If the plan is implemented, a vacancy with few applicants will need to be reworded and reposted unless a special permission is granted by Rector, providing that there is ample evidence that the job description was aimed at both men and women.
Whilst there is an equal amount of women and men among students and PhD’s, it’s a different story at the top: Women only make up a third of lecturers and just a fifth of professors at the University of Copenhagen.
The action plan’s purpose is to help ensure that everyone stands a fair chance, regardless of gender. The Rector’s office and the deans are behind the new initiatives, based on advice from a task force made up of management reps and staff.
“It appears that there are different reasons for why women (presumably also talented women) opt not to choose work at universities,” it says in the proposed action plan. And this needs to change.
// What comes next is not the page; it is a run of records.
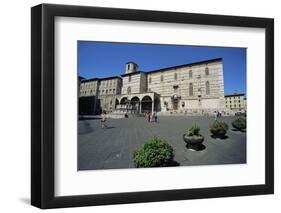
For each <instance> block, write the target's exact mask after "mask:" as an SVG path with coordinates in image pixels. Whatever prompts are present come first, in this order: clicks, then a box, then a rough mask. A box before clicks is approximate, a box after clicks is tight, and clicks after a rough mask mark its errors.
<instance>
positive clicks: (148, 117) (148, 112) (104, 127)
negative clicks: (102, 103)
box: [101, 111, 158, 128]
mask: <svg viewBox="0 0 281 213" xmlns="http://www.w3.org/2000/svg"><path fill="white" fill-rule="evenodd" d="M146 116H147V121H148V122H153V121H154V122H155V123H157V121H158V116H157V112H153V113H152V112H147V113H146ZM125 118H128V115H127V114H126V115H125ZM106 122H107V115H106V111H102V113H101V128H107V124H106Z"/></svg>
The proposal states that there has to be ‘focus on gender balance from management’ when it comes to research positions at UCPH, and that both genders must be represented in job vacancy postings and recruiting.
Despite the aim of the plan to help women get ahead in a male dominated world, the term that applicants of both genders have to apply for each scientific positions before they can be filled also means that male applicants will find it easier to get positions in the few fields of academia that are currently female-dominated.
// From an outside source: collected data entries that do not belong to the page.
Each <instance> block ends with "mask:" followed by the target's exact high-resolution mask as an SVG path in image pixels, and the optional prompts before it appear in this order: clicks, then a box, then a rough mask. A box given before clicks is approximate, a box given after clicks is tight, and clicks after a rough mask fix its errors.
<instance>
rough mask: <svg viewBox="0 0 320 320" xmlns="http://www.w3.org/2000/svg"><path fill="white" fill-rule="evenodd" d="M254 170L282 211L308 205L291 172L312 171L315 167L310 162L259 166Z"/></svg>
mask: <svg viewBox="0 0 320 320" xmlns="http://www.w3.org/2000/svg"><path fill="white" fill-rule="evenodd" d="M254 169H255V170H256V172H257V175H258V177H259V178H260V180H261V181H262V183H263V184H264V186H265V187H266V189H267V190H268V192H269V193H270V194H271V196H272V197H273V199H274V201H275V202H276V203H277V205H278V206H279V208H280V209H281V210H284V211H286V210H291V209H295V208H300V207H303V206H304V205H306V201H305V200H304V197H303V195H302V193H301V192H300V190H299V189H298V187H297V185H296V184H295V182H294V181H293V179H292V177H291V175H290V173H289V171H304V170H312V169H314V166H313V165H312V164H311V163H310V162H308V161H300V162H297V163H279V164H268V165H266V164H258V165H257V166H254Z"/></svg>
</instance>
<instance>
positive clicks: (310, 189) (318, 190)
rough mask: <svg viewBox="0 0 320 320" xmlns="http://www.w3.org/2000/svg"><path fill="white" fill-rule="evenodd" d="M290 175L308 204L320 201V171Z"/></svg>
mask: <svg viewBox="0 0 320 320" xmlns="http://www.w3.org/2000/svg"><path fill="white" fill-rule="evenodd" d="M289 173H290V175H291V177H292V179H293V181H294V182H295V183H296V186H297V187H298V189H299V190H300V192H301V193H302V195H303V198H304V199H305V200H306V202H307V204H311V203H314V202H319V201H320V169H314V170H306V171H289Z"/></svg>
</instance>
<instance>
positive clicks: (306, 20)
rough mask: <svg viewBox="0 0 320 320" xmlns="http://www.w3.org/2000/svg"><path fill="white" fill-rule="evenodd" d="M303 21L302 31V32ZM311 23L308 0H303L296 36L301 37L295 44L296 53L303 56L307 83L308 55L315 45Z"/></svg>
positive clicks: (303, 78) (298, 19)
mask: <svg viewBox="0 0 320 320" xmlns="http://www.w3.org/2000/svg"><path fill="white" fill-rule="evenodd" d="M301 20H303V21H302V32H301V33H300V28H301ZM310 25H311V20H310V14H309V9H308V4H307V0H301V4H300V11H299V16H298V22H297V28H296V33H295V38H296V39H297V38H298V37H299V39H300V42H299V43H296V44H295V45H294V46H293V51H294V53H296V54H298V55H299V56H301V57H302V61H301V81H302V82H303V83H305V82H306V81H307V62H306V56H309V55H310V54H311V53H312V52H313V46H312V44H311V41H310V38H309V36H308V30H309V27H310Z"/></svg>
The action plan is the successor to the University’s five-year program, ‘Diversity at the University – More Women in Research and Management’ from 2008-2013. Read: Professor fights pro-women plan.
Not surprisingly, the proposal is controversial. A commenter on Danish-language site Uniavisen.dk, Darryl Pickering, writes that the proposal will let “…your aunt surely get a job at KU [UCPH]! It seems that at KU one’s gender is a more important employment criterion than one’s CV. I really fail to see how this new ‘progressive’ initative at KU will result in more women applying for some job that they apparently don’t want anyway (if there are no female applicants for it).”
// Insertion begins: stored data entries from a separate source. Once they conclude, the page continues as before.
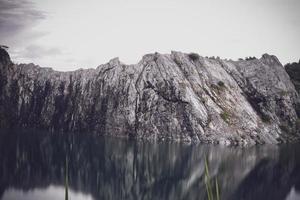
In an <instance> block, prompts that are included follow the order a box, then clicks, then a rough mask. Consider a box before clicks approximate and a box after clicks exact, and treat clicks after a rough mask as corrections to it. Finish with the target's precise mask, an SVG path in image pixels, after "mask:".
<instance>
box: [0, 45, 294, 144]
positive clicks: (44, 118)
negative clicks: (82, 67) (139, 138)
mask: <svg viewBox="0 0 300 200" xmlns="http://www.w3.org/2000/svg"><path fill="white" fill-rule="evenodd" d="M298 104H299V98H298V94H297V92H296V90H295V87H294V85H293V84H292V82H291V81H290V78H289V76H288V74H287V73H286V71H285V69H284V67H283V66H282V65H281V63H280V62H279V61H278V59H277V58H276V57H275V56H271V55H267V54H264V55H263V56H262V57H261V58H260V59H253V58H252V59H248V60H239V61H232V60H222V59H219V58H206V57H201V56H199V55H197V54H185V53H181V52H172V53H171V54H159V53H155V54H147V55H145V56H144V57H143V58H142V60H141V61H140V62H139V63H137V64H134V65H125V64H123V63H121V62H120V61H119V60H118V59H117V58H115V59H112V60H110V61H109V63H107V64H104V65H100V66H99V67H97V68H96V69H86V70H76V71H72V72H58V71H54V70H52V69H50V68H41V67H39V66H36V65H34V64H19V65H17V64H14V63H12V61H11V60H10V58H9V55H8V54H7V52H6V51H5V50H3V49H1V50H0V126H1V127H3V128H7V127H12V126H16V127H27V128H35V129H46V130H50V131H62V132H78V131H80V132H95V133H98V134H105V135H114V136H127V137H134V138H143V139H150V140H154V139H155V140H165V139H170V140H178V141H184V142H207V143H223V144H240V145H246V144H248V145H249V144H250V145H251V144H255V143H273V144H275V143H279V142H286V141H291V140H294V139H296V138H297V135H298V134H297V130H298V129H299V127H298V129H297V121H298V116H297V113H296V106H297V105H298Z"/></svg>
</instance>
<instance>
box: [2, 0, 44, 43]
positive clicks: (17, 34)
mask: <svg viewBox="0 0 300 200" xmlns="http://www.w3.org/2000/svg"><path fill="white" fill-rule="evenodd" d="M45 17H46V16H45V13H43V12H42V11H40V10H37V9H35V7H34V4H33V3H32V2H30V1H28V0H1V1H0V27H1V29H0V38H1V42H6V40H10V39H13V38H14V37H16V36H18V35H20V34H21V33H22V32H23V31H26V30H28V29H30V28H31V27H32V26H34V25H35V24H36V22H38V21H39V20H42V19H45Z"/></svg>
Another, female commenter in the field of mathematics, Ellen Henke, is also against the proposal as it stands.
“I don’t think one should make rules that disadvantage men. However, one should really avoid making rules which give some people the idea that women have an advantage, since this will just mean that women get to hear all the time that they have it easier leading to a less comfortable working climate for women. The new rules do exactly that and are therefore counterproductive.”